REBOL3 tracker
  0.9.12 beta
Ticket #0002013 User: anonymous

Project:



rss
TypeIssue Statusreviewed Date4-Apr-2013 03:21
Versionr3 master CategoryDatatype Submitted byLadislav
PlatformAll Severitymajor Prioritynormal

Summary How shall LOAD handle "external URL strings" containing non-ascii characters?
Description The example code below examines how LOAD handles "external URL strings" when transforming them to the "internal representation".

Notice that the representation is not Unicode, it rather is a "special representation" representing one Unicode code point by a sequence of code points. The whole transformation does not lose some logic, although it looks strange at the first sight.
Example code
>> to string! load "http://a.b.c/d?e=č"
== "http://a.b.c/d?e=Ã?"
; which actually is "http://a.b.c/d?e=^(00c4)^(008d)

; I originally expected the result to be
== "http://a.b.c/d?e=č"

; or
== "http://a.b.c/d?e=%c4%8d"

; yet another variant I deemeed expectable was LOAD causing an error in such case

Assigned ton/a Fixed in- Last Update11-Jan-2016 03:34


Comments
(0003754)
BrianH
4-Apr-2013 20:48

Well, many schemes should have a way to deal with non-ASCII characters, converting them to one or more encodings when they are used. For instance, a HTTP scheme should be able to convert to one encoding for domain names (Punycode IDN) and another for the rest (UTF-8). As another example, an ODBC scheme should be able to directly handle Unicode server, table and field names, and they should not be converted to octets. I say that they should be allowed, then let the scheme handle any conversion needed, or complain when they don't have a way to do so.
(0003767)
Ladislav
5-Apr-2013 00:32

"Well, many schemes should have a way to deal with non-ASCII characters" - you are missing a couple of trivial things here:

* The ticket discusses the behaviour of LOAD, which isn't scheme-dependent at present.
* Since you are discussing scheme-dependent behaviour in this LOAD ticket, shall I understand it so that you propose LOAD to behave differently for different schemes, i.e., use different (incompatible) internal representations for URL's belonging to different schemes?
(0003777)
BrianH
5-Apr-2013 03:06

No, I still want LOAD to be scheme-independent. As mentioned in #2014, with the right internal representation of the url! type, an internal representation that was logically composed of codepoints instead of octets, then LOAD could handle characters outside of the ASCII range pretty easily. That logical representation could have a UTF-8 physical representation internally, if you like.

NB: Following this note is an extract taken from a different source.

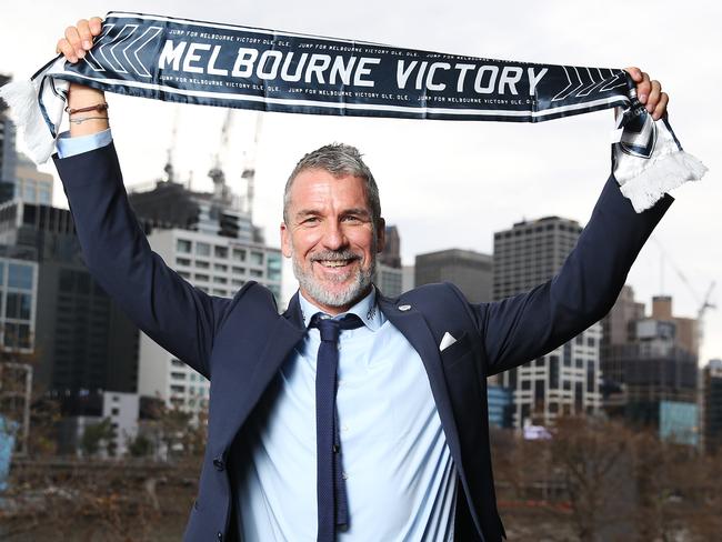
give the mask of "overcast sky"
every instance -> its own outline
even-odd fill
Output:
[[[671,96],[670,121],[684,148],[710,172],[674,192],[678,201],[629,278],[636,298],[674,295],[679,315],[696,314],[710,283],[722,300],[722,38],[718,2],[305,2],[23,1],[0,3],[0,72],[27,78],[54,51],[64,28],[109,10],[140,11],[275,30],[331,36],[475,57],[556,64],[640,66]],[[162,175],[173,118],[173,157],[181,179],[210,189],[207,172],[223,110],[108,98],[129,187]],[[415,254],[459,247],[492,252],[494,231],[522,219],[556,214],[586,222],[609,174],[612,113],[540,124],[263,116],[257,161],[255,218],[278,245],[282,187],[294,162],[331,141],[364,152],[380,185],[387,222],[401,233],[404,263]],[[233,184],[255,113],[233,120],[227,175]],[[21,144],[21,143],[20,143]],[[54,173],[52,167],[43,170]],[[241,185],[240,182],[238,184]],[[67,205],[60,185],[56,204]],[[288,269],[288,268],[287,268]],[[285,274],[287,292],[294,288]],[[702,362],[722,358],[722,311],[706,313]]]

Actually, your example code has to string! in it, and that is another issue. Let's for a moment assume that in terms of external behavior I would like url! to continue to be part of the any-string! typeset, and that like all of the other any-string! types when you use PICK on a url! value you would want a char! (codepoint) returned, not an integer like from the binary! type. Also, let's assume to string! of a url! it would return the string equivalent of its internal data (regardless of internal encoding changes, like from UTF-8 to UCS-2). So, length? of a url! would be the same as length? to string! of that url!, and every character in that string would be the same as the corresponding character in the url.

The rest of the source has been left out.